Those Daft Soap Suds – Issue 12.1

“Do ya remember when we met?”
“Yeah, when you dropped that fork into me foot; it was love at first fist fight.”
Mrs B. Leach of number 12a was seen running out and crying, “he’s left ‘is shoes on me table, I can’t go back in there.”
She was quickly consoled by the vicar who pointed out that there’s no such thing as bad luck like that. Had she forgotten that she’s had enough bad luck prior to this incident: her new house burning down when that votive candle mass she’d held for the church fell over and began the fire; and her  man running away with that white witch.
Beryl Leach stopped sobbing long enough to refute the clergyman’s logic with, “’Is leaving was the best luck I’d ‘ad in years.”
Meanwhile Olive Lamp was talking to her friend as they were making their way over to cohabit with twelve other families that were temporarily without homes and loved ones. “The ones at number thirteen are looking forward to Halloween. I see they’ve injected their pumpkins with collagen, the mouths look  like  glamour models.”
“Yeh, but their candles will still blow out in this sudden and mysterious wind.”
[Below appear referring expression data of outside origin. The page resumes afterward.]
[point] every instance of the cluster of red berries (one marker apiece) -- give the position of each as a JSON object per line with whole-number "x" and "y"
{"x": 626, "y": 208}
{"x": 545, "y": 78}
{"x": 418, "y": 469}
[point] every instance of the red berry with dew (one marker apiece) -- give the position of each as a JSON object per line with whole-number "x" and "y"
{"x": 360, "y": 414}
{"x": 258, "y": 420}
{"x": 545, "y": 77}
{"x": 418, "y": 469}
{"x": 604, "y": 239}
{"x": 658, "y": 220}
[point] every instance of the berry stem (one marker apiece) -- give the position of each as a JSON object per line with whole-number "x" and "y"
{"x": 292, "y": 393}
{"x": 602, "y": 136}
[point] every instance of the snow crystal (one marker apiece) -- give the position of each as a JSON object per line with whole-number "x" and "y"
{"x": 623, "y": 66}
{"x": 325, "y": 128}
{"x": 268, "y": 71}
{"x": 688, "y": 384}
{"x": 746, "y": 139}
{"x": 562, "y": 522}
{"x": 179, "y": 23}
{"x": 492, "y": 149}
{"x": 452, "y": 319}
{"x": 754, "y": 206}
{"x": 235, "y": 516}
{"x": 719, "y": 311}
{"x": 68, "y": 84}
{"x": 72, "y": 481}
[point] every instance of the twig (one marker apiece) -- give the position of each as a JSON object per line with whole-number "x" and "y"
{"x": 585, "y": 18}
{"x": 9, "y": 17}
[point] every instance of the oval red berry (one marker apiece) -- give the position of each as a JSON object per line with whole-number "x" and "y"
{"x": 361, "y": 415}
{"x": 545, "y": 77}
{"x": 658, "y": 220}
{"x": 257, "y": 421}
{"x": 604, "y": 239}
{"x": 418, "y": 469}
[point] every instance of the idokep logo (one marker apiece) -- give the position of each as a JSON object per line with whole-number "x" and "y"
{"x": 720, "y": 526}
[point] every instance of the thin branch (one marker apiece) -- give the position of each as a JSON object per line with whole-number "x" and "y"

“You’ve not been at the last of the pickled gerkins again, have you?”
“Naw, but look, there’s a strange fog making its way into The Vitreous Enamel.”
“An’ what’s that red cloven-hooved creature doing goin’ in there. I never allowed creatures of the night like that in my establishment.”
“Yeah, but it’s not yours anymore, Olive luv, isn’t it?”
“Thanks for reminding me. Still, even though the chemical brothers own the place I cannot stand by and see a devil like creature drinking in my old haunt. Come on, Vera, let’s follow it.”
“Don’t forget your rabbit’s foot.”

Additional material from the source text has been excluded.